Marshall Phelps, ancien responsable des questions de propriété intellectuelle chez IBM déclare «Personne n'a jamais éloigné un de ses concurrents d'un marché avec des brevets, en partie parce qu'un logiciel peut être légèrement modifié pour ne plus enfreindre l'invention». Il y a eu quelques exceptions autrefois, deux exemples sont donnés : pour l'architecture de base d'un ordinateur chez IBM et pour un circuit intégré chez Texas Instruments. Dans le premier cas le Département de la justice américaine a obligé IBM à proposer des licences de son invention, quant à Texas il l'a décidé de son propre chef pour mieux se payer en milliards de dollars de royalties.

Apple pour sa part se trouverait plutôt dans une situation où nombre de ses brevets sont relatifs à du look and feel et moins à des inventions fondamentales.

Cependant d'autres n'imaginent pas Apple adopter dans l'immédiat une attitude plus conciliante «Apple a les brevets, elle a l'argent et elle sait comment mener une guerre» estime un autre observateur, Christopher Marlett, «Je ne vois pas pourquoi [elle] chercherait à instaurer un climat de détente alors qu'elle est sans conteste le leader. Tant qu'Apple ne fera pas l'objet d'une injonction de la part de Google ou de Samsung, elle n'aura aucun besoin de se tourner sérieusement vers une politique de licence» (ndr : cela s'est toutefois produit lors d'un arrangement à l'amiable avec Nokia qui avait un solide dossier contre Apple, mais pas avec Samsung, lire Apple a proposé à Samsung un accord de licence sur un brevet iOS).
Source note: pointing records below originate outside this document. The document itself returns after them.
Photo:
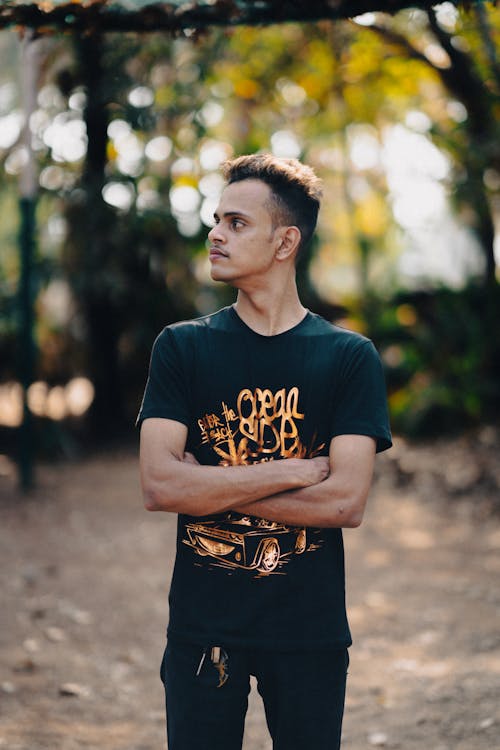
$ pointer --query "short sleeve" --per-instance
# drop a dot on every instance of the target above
(361, 401)
(166, 392)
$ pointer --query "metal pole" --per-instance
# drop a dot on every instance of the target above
(28, 185)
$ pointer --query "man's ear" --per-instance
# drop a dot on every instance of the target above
(289, 243)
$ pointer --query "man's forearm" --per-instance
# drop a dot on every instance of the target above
(331, 503)
(183, 487)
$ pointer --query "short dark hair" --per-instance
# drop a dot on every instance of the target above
(295, 189)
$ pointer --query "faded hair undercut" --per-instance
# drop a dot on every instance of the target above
(295, 189)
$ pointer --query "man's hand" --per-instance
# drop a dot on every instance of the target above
(173, 481)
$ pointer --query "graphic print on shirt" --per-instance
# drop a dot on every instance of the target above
(262, 426)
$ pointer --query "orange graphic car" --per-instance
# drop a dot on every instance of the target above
(252, 544)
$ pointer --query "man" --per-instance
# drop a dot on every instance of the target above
(260, 425)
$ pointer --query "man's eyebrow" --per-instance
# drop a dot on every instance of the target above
(228, 214)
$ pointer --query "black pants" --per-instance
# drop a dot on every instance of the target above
(303, 696)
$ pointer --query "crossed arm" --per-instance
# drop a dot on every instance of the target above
(311, 492)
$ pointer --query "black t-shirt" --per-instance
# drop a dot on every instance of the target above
(241, 580)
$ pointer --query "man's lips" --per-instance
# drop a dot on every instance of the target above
(215, 253)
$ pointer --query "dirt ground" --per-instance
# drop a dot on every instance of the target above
(84, 574)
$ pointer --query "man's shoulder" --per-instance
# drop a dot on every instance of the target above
(344, 337)
(187, 328)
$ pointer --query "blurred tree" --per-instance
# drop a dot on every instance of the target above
(130, 136)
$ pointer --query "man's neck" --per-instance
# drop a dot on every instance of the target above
(270, 315)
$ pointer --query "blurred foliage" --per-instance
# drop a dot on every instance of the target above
(121, 242)
(442, 358)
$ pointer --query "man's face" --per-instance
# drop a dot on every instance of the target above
(242, 243)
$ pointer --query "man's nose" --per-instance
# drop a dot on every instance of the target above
(215, 234)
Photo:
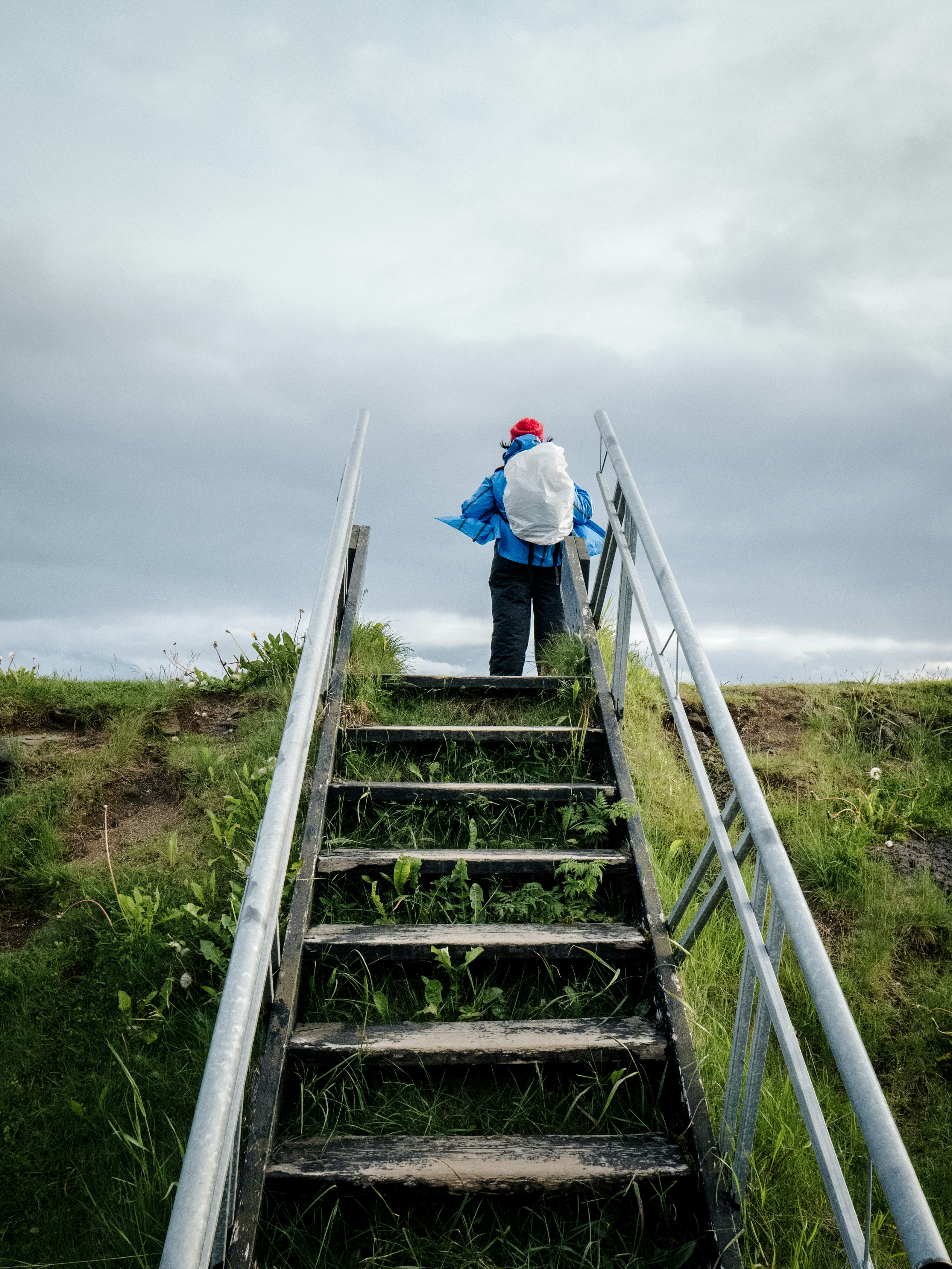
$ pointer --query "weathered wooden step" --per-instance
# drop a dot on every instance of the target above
(498, 940)
(424, 791)
(480, 1044)
(479, 864)
(484, 685)
(385, 734)
(494, 1165)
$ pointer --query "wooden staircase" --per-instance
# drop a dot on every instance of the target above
(658, 1042)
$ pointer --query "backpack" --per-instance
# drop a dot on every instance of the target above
(540, 496)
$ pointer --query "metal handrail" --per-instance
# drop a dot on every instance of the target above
(789, 912)
(206, 1191)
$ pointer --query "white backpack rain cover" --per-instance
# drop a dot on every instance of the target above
(539, 496)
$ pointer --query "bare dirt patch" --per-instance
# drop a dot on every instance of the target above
(205, 716)
(935, 856)
(17, 925)
(771, 720)
(145, 803)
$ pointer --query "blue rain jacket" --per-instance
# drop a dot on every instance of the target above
(484, 518)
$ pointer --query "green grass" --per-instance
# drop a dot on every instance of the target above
(889, 936)
(628, 1231)
(389, 993)
(97, 1102)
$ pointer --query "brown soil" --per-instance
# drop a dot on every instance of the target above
(17, 925)
(770, 721)
(205, 716)
(144, 804)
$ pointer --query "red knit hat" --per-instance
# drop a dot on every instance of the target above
(527, 425)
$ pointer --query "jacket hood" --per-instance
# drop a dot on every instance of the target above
(525, 442)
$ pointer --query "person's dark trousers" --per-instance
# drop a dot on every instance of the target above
(518, 591)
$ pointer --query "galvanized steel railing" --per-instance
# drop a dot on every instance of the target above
(789, 913)
(205, 1200)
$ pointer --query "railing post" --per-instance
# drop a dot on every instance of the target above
(622, 626)
(742, 1022)
(206, 1167)
(757, 1063)
(606, 560)
(914, 1221)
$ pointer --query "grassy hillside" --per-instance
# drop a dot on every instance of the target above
(108, 1007)
(886, 929)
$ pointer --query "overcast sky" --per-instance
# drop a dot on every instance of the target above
(225, 228)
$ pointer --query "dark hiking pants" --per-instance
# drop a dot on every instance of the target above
(517, 592)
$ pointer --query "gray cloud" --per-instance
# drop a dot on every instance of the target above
(227, 229)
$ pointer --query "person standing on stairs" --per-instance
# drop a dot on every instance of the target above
(527, 507)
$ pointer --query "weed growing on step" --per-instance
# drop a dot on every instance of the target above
(360, 1098)
(341, 993)
(641, 1228)
(467, 763)
(454, 899)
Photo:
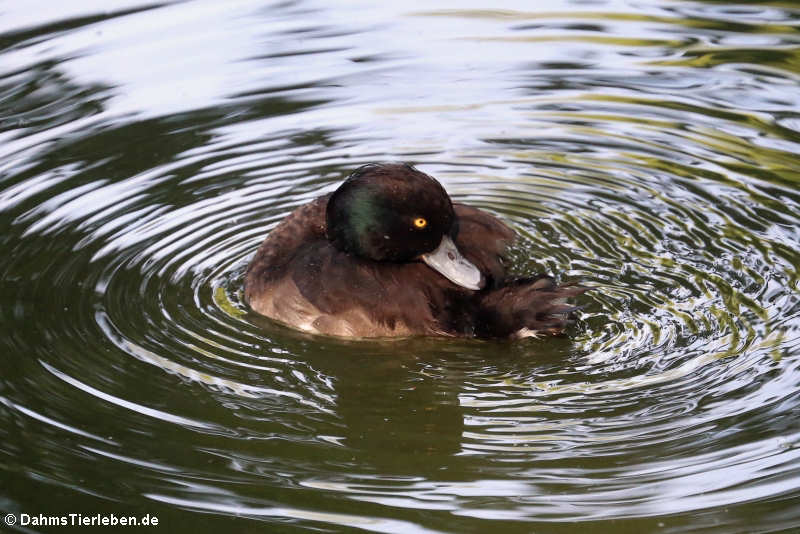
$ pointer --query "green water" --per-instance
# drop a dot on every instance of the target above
(647, 149)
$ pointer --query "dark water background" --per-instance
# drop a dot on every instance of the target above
(647, 148)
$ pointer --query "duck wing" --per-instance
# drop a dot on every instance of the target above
(483, 239)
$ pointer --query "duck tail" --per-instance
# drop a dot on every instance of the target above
(528, 307)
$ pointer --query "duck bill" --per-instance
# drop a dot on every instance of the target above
(448, 261)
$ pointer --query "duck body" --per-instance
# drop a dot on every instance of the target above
(389, 255)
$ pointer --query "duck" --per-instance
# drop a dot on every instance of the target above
(388, 254)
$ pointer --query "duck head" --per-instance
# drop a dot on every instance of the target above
(395, 213)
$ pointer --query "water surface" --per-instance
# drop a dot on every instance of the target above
(647, 149)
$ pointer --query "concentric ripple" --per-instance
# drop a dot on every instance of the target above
(645, 150)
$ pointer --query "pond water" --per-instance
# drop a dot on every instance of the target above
(647, 148)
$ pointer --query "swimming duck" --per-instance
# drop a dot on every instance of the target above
(388, 255)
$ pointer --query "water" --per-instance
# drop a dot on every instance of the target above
(645, 148)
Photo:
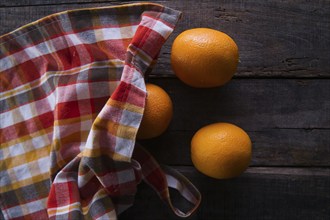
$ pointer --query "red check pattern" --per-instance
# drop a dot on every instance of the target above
(72, 97)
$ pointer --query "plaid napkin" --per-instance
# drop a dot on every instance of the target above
(72, 98)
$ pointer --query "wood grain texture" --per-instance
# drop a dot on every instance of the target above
(287, 120)
(260, 193)
(275, 38)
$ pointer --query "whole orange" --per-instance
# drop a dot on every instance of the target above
(204, 58)
(157, 114)
(221, 150)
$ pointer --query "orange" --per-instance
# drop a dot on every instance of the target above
(221, 150)
(157, 114)
(204, 57)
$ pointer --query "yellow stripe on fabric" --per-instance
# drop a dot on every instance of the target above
(126, 106)
(98, 152)
(26, 137)
(62, 210)
(28, 157)
(114, 63)
(116, 129)
(79, 119)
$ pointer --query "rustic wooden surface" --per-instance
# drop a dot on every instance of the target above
(280, 95)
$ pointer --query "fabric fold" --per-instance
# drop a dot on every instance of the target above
(72, 99)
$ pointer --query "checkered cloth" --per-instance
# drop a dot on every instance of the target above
(72, 98)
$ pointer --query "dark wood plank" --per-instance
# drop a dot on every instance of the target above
(253, 104)
(287, 120)
(275, 38)
(278, 147)
(260, 193)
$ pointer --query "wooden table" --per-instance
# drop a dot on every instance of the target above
(280, 95)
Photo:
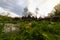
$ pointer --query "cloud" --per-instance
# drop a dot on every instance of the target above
(13, 5)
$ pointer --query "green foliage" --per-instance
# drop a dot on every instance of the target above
(31, 30)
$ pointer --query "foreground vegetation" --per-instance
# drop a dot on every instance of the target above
(31, 30)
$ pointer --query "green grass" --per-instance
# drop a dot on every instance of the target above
(38, 30)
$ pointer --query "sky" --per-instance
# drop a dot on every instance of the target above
(17, 6)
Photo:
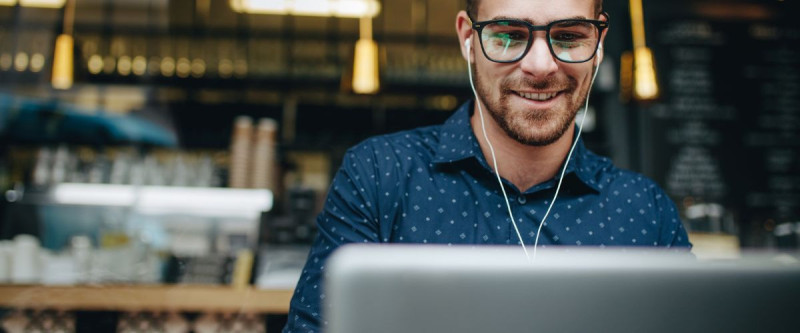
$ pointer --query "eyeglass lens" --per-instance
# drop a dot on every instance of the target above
(570, 41)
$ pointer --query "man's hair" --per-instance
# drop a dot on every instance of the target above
(472, 8)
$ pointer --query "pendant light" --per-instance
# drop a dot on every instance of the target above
(366, 78)
(645, 83)
(64, 49)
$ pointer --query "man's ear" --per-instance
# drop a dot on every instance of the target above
(464, 31)
(598, 58)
L'autre hypothèse formulée par Kevin Rivette est qu'Apple profite de ses brevets pour en négocier quelques-uns. Cela lui donnerait accès à des technologies concurrentes et potentiellement la perspective de collecter 10$ par terminal Android vendu. Une approche adoptée sans complexe par Microsoft qui engrange des dollars chaque fois qu'HTC, Samsung et d'autres vendent un produit Android. Microsoft essaie actuellement, au travers des tribunaux, d'amener Motorola à passer aussi à la caisse (lire Android : Microsoft prend un léger avantage sur Motorola).

Mais avec son trésor de guerre de 81 milliards de dollars (62,5 milliards d'euros), l'argent n'est pas forcément la première des motivations pour signer un accord croisé. Parmi les suggestions il y a celle de voir Apple laisser tomber ses attaques contre Samsung en échange de la non-utilisation de ses inventions pendant une période donnée. Ou de bénéficier de tarifs privilégiés sur des composants fabriqués par le coréen. Ou encore que chacun s'en tienne à certaines catégories de produits, des tablettes grand format pour l'un et plus petit format pour l'autre (ce qui est hautement improbable en soi).

L'idée générale pour Apple serait de négocier des accords de différentes natures en fonction des protagonistes. De manière à tirer profit de ses technologies sur différents niveaux, et participer à instaurer un climat de paix afin de stimuler le rythme rapide d'évolution propre à ce marché du mobile.